Methods: Primary GBM cell cultures from 5 patients (all IDH-wt, 2 with unmethylated, 3 with methylated MGMT promoter) were used to investigate interactions between Car (0, 10 mM, 20 mM, 30 mM), Rx (0, 4 Gy, 8 Gy) and TMZ (0, 100 µM, 200 µM, 300 µM) and all three compounds together (20 mM Car, 200 µM TMZ, 4 Gy). Cells were incubated in medium with or without compounds and irradiated. 7 days after irradiation, viability of cells was determined by measuring ATP in cell lysates (ACL) and dehydrogenase activity in living cells (DHA).
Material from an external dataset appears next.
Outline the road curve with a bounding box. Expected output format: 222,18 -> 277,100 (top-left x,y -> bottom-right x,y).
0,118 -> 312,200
Results: With increasing concentrations, Car reduced cell viability in all cultures, achieving a maximum effect at 30 mM (up to 55.6±6.5% (ACL) and 51.0±7.9% (DHA) for the 5 cultures). TMZ treatment was less effective in the 2 cell cultures with unmethylated MGMT promoter compared to the 3 others (maximum reduction for cells with methylated MGMT promoter at 300 μM from 22.4±3.2% to 46.6±4.8% (ACL) and 40.2±6.2% to 46.3±5.7% (DHA) of untreated controls; all p<0.0005). Independent from MGMT promoter methylation, the combination of Car with TMZ was more effective than treatment with TMZ or Car alone. In all cells, radiation up to 8 Gy alone reduced viability up to 42.6±16.8% (ACL) and 44.1±1.0 (DHA) and an additive effect of all Car concentrations at all radiation doses employed was observed. Finally, the combination of Car with TMZ and Rx revealed maximum reduction of viability (from 4.3±0.7% to 73.3±3.2% (ACL) and 20.0±2.7 to 69.7±3.3% (DHA); all p<0.05) compared to single or dual compound treatment.
Conclusion: Here we demonstrate that in cell cultures derived from glioblastoma, carnosine increases the efficiency of standard therapy composed of irradiation and temozolomide by a factor of ~1.54±0.90. Therefore, carnosine may be considered as an adjuvant to standard therapy.